I am surprised. They seem like good friends too as one of the foreigners has his arm around him and he is laughing, looking straight into the camera. There is a girl in the picture too, right next to Aman. She has jet black hair, she is wearing a strapless dress and looks like a super-model. She is gorgeous. I burn with jealousy. I wonder who she is.

This is ridiculous, I tell myself. You can’t expect him to
not
move on with his life. You were the one who got married and stomped all over his heart and now you deserve it. Burn!

And burn I do.

How can a person still live on inside you for two years?

I wish now I hadn’t opened his profile and looked at his pictures. I wish I had just let it be. God knows what came over me.

I feel even more miserable than I did when I was sick. And then once again without warning bile rises to my throat and I run to the toilet and throw up violently.

I wish now Rishabh had stayed back home to look after me. I wish Rishabh had at least spoken to me and been there for me. Who knows, then, I would not have even bothered to look at Aman’s profile.

But now I have and the ghosts of the past are back. They are dancing all over my brain. They have overtaken my very soul. Jealousy, longing and desire are very potent to handle even one at a time.

And now all three are attacking me simultaneously and I have no place to hide.

In desperation I call up Asha.

She is in the bus, on the way to work and has all the time in the world to talk. I hear myself pouring out my whole story to her. I tell her every single detail about me and Aman. I tell her about how close we were. I tell her about the four inseparable years. I tell her about how we never envisaged this twist of fate.
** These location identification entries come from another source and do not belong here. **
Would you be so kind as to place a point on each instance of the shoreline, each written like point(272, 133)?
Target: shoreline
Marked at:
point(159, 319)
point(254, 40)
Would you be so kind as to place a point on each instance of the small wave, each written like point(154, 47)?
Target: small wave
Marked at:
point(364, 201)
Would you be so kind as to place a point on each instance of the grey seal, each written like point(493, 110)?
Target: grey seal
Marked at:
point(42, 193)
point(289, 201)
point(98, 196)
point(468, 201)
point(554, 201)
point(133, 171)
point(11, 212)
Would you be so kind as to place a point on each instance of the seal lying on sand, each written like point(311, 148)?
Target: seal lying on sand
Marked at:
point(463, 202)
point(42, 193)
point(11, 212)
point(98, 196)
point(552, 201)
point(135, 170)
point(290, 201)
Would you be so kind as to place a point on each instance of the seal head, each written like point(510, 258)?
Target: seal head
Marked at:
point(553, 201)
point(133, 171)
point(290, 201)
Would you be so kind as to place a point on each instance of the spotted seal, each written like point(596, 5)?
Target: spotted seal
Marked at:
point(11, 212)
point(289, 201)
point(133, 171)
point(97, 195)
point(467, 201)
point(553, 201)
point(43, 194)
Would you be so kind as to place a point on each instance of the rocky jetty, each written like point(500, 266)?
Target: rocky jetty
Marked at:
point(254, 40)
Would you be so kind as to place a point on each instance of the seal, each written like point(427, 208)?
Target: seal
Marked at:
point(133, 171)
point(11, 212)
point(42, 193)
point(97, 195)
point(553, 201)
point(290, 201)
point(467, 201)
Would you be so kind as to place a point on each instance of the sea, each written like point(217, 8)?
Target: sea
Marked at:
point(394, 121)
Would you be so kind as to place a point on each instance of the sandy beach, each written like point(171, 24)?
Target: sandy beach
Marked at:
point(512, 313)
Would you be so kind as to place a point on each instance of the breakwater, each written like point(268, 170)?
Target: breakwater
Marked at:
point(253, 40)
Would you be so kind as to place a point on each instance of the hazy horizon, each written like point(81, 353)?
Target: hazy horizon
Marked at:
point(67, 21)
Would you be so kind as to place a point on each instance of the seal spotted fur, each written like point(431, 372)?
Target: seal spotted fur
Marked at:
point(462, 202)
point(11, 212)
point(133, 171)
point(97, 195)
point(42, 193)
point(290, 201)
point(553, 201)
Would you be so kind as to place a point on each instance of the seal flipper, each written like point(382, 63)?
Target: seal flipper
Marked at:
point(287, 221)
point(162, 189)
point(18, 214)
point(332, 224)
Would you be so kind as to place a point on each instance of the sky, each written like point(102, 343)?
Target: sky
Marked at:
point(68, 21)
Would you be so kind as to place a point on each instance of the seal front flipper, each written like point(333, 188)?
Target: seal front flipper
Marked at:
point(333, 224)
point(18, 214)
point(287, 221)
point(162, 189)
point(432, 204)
I tell her how much I miss him and how I long for him. I tell her about how Rishabh has been treating me for the past month ever since he read those mails. I tell her about how I am burning with jealousy ever since I saw the foreigner chick with him in the snap. I am dying to know who she is. I just want someone to understand what I am going through. I just want Asha to tell me it is fine and to hang in there.

Instead Asha does something that adds fuel to the already blazing fire.

‘Hey, babes, there is only one way to get over him,’ she says.

‘How?’ I ask.

‘Meet him,’ she says.

‘What nonsense. How can I meet him? And why should I? And even if I do, how will that help me get over him?’

‘You will see for yourself that he has moved on. He will perhaps tell you about his life in whatever country he is in. Right now you are holding on to a chimera. A memory which belongs in the past. He is a different person now and so are you. Once you realise that, you will let him go and be at peace.’

Maybe she is right, I think when I finally hang up.

Maybe I should contact him and make a final closure.